MISSFormer (35) | 81.96 | 18.20 | 86.99 | 68.65 | 85.21 | 82.00* | 94.41 | 65.67 | 91.92* | 80.81 |
MT-UNet (36) | 78.59 | 26.59 | 87.92 | 64.99 | 81.47 | 77.29 | 93.06 | 59.46 | 87.75 | 76.81 |
HiFormer (37) | 80.39 | 14.70 | 86.21 | 65.69 | 85.23 | 79.77 | 94.61 | 59.52 | 90.99 | 81.08 |
GCtx-UNet (38) | 81.95 | 16.80 | 86.96 | 66.26 | 87.75 | 83.68 | 94.53 | 61.06 | 91.42 | 83.74* |
MEW-UNet (39) | 78.92 | 16.44 | 86.68 | 65.32 | 82.87 | 80.02 | 93.63 | 58.36 | 90.19 | 74.26 |
Res2-CD-UNet | 83.92* | 14.51* | 92.24* | 68.59 | 89.50* | 80.53 | 94.68* | 72.04* | 88.77 | 79.05 |
*, the optimal results. CT, computed tomography; DSC, dice similarity coefficient; HD, Hausdorff distance; L, left; R, right; DARR, domain adaptive relational reasoning; ViT, Vision Transformer; Res2-CD-UNet, Res2Net-ConvFormer-Dilation-UNet.
Table 2
Method | DSC% | HD (mm) | PA% | MPA% | MIoU% | Parameters |
---|---|---|---|---|---|---|
MISSFormer (35) | 81.96 | 18.20 | 99.13 | 75.28 | 73.84 | 42,462,537 |
HiFormer (37) | 80.39 | 14.70 | 98.76 | 73.52 | 72.19 | 33,830,067 |
GCtx-UNet (38) | 81.95 | 16.80 | 98.89 | 75.93 | 74.21 | 12,342,168* |
MEW-UNet (39) | 78.92 | 16.44 | 98.52 | 70.76 | 68.38 | 140,268,525 |
Res2-CD-UNet | 83.92* | 14.51* | 99.26* | 76.44* | 74.50* | 111,554,993 |
*, the optimal results. CT, computed tomography; DSC, dice similarity coefficient; HD, Hausdorff distance; PA, pixel accuracy; MPA, mean pixel accuracy; MIoU, mean intersection over union; Res2-CD-UNet, Res2Net-ConvFormer-Dilation-UNet.

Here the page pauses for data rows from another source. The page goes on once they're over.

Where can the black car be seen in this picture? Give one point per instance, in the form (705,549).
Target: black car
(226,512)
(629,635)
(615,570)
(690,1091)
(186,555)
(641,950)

A qualitative comparison study was conducted using the Synapse dataset, the results of which are presented in Figure 6. The study showed that networks based solely on CNNs tend to over-segment organs. Conversely, the transformer-based models, such as Res2-CD-UNet and MissFormer, exhibited stronger image feature extraction and semantic differentiation capabilities.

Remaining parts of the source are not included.